Tuesday, September 28, 2004

Reflection

(I've been saving this post as a draft since sunday, trying to get the words right. Like with most of my college term papers, the "aw screw it, it's fine" point has been reached)

Ever have the feeling like you finally know what you've been doing wrong and why you're in the funk you've been in? But it's a little late in the game to prevent some of the side effects of your actions? This is the feeling I've been having the last couple of days.
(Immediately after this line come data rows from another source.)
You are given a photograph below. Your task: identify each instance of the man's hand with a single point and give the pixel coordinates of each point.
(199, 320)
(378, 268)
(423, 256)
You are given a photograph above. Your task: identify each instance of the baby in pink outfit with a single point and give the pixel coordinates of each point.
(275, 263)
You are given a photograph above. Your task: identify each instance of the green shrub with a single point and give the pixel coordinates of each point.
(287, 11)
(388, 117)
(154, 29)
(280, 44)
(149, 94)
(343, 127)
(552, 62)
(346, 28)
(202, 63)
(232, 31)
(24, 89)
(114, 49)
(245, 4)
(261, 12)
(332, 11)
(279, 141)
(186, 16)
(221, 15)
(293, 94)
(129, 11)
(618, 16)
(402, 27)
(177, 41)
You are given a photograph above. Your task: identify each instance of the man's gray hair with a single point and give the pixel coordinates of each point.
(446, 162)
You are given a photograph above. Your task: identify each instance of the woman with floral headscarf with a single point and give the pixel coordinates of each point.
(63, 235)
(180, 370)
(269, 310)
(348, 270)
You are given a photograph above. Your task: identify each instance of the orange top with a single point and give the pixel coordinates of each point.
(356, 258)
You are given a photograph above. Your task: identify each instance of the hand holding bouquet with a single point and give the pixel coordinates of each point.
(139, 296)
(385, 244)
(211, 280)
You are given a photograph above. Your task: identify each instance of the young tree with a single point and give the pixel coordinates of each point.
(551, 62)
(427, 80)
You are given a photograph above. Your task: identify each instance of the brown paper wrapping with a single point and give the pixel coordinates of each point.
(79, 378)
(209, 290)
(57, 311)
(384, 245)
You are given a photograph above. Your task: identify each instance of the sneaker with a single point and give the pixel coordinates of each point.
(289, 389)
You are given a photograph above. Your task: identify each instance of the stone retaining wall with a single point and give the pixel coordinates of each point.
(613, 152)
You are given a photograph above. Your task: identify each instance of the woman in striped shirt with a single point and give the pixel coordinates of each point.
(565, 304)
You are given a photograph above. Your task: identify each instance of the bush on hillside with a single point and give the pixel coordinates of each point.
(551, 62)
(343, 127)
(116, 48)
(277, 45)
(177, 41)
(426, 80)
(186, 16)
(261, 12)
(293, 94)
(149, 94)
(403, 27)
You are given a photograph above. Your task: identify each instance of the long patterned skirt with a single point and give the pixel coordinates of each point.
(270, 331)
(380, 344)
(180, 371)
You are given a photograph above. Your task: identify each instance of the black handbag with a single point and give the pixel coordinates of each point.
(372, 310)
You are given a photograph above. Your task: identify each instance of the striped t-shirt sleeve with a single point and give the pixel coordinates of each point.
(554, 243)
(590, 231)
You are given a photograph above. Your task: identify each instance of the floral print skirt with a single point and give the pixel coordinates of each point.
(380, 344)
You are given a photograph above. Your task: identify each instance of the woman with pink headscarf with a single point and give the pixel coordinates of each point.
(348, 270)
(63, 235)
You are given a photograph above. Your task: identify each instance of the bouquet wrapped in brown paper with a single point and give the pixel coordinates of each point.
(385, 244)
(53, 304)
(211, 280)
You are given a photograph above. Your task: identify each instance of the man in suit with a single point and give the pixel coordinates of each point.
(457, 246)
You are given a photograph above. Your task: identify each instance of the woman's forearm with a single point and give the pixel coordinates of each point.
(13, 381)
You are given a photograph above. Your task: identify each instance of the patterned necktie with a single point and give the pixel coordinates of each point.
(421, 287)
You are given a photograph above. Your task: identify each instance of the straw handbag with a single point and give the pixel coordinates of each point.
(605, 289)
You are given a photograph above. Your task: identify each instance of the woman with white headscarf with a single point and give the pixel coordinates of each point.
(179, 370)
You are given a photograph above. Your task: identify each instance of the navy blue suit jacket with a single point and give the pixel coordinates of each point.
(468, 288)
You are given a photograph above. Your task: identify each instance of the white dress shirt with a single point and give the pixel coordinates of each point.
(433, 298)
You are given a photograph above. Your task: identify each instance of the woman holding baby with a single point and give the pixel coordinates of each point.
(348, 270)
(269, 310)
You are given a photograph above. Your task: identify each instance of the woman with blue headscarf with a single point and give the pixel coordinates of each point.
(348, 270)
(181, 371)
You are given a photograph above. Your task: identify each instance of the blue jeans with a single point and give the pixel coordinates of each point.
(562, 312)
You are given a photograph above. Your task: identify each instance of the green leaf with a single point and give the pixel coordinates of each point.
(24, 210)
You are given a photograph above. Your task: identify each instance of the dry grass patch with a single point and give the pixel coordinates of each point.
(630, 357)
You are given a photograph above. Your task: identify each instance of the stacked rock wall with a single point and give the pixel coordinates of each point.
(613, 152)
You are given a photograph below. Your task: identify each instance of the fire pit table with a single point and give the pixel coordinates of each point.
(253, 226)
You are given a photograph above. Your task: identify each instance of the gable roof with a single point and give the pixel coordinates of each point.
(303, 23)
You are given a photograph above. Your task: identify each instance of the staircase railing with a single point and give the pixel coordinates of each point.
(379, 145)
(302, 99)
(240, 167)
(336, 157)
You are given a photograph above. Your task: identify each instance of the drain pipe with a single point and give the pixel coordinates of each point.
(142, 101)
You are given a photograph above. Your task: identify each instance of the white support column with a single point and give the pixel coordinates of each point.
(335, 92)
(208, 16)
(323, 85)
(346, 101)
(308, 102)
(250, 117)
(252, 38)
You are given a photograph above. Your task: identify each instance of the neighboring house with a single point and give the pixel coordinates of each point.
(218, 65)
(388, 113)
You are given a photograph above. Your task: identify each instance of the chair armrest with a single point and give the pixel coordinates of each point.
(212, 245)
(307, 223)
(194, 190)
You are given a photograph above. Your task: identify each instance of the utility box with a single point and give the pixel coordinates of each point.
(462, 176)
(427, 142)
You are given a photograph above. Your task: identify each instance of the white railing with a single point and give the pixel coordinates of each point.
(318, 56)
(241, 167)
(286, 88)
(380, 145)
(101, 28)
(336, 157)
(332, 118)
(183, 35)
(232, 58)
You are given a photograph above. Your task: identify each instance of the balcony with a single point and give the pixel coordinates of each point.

I have an attitude problem. I often expect the worst out of people and creating unrealistic expectations on the people around me, so that when I'm disappointed I can turn around and say "there! I was right!" So when I went through the most recent breakup a month ago, the girl in question wanted to remain friends. This wasn't a scenario that I have a lot of familiarity with. I was distrustful and leaned on her to hard, while at the same time got uptight and stopped listening, the very things that make me appealing as a good friend in the first place. She got impatient and stressed over me and some other things going on in her life. I didn't take the time to get over the loss of a romantic relationship, and was perpetually wanting more out of a regular friendship, then both of us getting frustrated when neither of us were getting what we wanted.
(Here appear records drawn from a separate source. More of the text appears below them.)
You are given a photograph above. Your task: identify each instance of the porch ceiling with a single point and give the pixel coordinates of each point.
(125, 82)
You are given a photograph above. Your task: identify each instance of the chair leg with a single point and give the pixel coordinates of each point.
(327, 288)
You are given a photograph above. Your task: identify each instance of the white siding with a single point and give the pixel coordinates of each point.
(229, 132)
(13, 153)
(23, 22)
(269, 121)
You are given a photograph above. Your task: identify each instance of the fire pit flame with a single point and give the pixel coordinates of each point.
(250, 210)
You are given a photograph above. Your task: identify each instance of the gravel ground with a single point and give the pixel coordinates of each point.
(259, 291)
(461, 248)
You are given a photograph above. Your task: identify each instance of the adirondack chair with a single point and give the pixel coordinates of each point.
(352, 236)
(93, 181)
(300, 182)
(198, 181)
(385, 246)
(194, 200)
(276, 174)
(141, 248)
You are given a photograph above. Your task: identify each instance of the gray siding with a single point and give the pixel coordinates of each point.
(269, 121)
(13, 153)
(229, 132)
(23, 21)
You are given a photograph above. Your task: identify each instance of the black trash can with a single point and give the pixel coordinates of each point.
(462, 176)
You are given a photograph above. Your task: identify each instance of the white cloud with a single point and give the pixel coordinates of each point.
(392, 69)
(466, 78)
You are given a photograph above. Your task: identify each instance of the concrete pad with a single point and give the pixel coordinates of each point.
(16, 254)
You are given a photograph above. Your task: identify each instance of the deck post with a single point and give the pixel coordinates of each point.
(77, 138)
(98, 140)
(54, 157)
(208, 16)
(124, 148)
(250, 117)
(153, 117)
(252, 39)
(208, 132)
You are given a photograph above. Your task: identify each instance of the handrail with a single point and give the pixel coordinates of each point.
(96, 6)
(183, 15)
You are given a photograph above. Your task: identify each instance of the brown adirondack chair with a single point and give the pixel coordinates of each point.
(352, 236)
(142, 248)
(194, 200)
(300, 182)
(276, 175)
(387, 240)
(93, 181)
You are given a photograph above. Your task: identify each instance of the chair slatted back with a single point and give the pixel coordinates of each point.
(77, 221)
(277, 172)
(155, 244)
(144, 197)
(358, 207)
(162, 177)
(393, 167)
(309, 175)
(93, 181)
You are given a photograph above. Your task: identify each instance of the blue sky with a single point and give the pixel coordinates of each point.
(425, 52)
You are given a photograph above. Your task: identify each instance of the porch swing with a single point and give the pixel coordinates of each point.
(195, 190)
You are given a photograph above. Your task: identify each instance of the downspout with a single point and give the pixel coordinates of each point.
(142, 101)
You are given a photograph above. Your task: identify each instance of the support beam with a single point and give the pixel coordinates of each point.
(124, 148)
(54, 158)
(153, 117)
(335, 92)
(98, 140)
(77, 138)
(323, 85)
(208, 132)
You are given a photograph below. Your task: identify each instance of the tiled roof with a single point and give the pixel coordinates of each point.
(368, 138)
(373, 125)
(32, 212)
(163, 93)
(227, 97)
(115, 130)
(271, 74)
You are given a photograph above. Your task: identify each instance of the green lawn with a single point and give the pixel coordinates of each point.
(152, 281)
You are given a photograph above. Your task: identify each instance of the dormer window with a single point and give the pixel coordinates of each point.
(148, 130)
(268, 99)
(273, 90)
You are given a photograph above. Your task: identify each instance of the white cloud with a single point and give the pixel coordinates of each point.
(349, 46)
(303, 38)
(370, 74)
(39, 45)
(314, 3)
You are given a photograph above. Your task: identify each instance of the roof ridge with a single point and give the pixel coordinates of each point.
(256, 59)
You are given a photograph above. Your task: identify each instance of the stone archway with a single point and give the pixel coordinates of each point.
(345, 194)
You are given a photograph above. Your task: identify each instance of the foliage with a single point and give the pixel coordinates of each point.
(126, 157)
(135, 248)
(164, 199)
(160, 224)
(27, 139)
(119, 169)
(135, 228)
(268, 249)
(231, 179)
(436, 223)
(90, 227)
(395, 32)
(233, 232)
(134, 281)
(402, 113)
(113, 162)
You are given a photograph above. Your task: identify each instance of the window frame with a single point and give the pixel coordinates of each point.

The irony is that both of us set things up and made the choices we did because we both really did want to be friends, real friends. But sometimes when you try and force something, you break it. I sure hope that the damage isn't permanent, especially now that I can honestly say I get it. It's sadly funny that now when things have blown up and such that I finally take the chance to relax, take a deep breath, and really listen to what she was telling me... and realize that I don't know as much as I think I do.

I'm happy right now. For no other reason than I choose to be. Whoever is reading this, I sure hope you're happy too. Life really is beautiful when you look up at the clouds instead of focusing on the mud that's on your feet.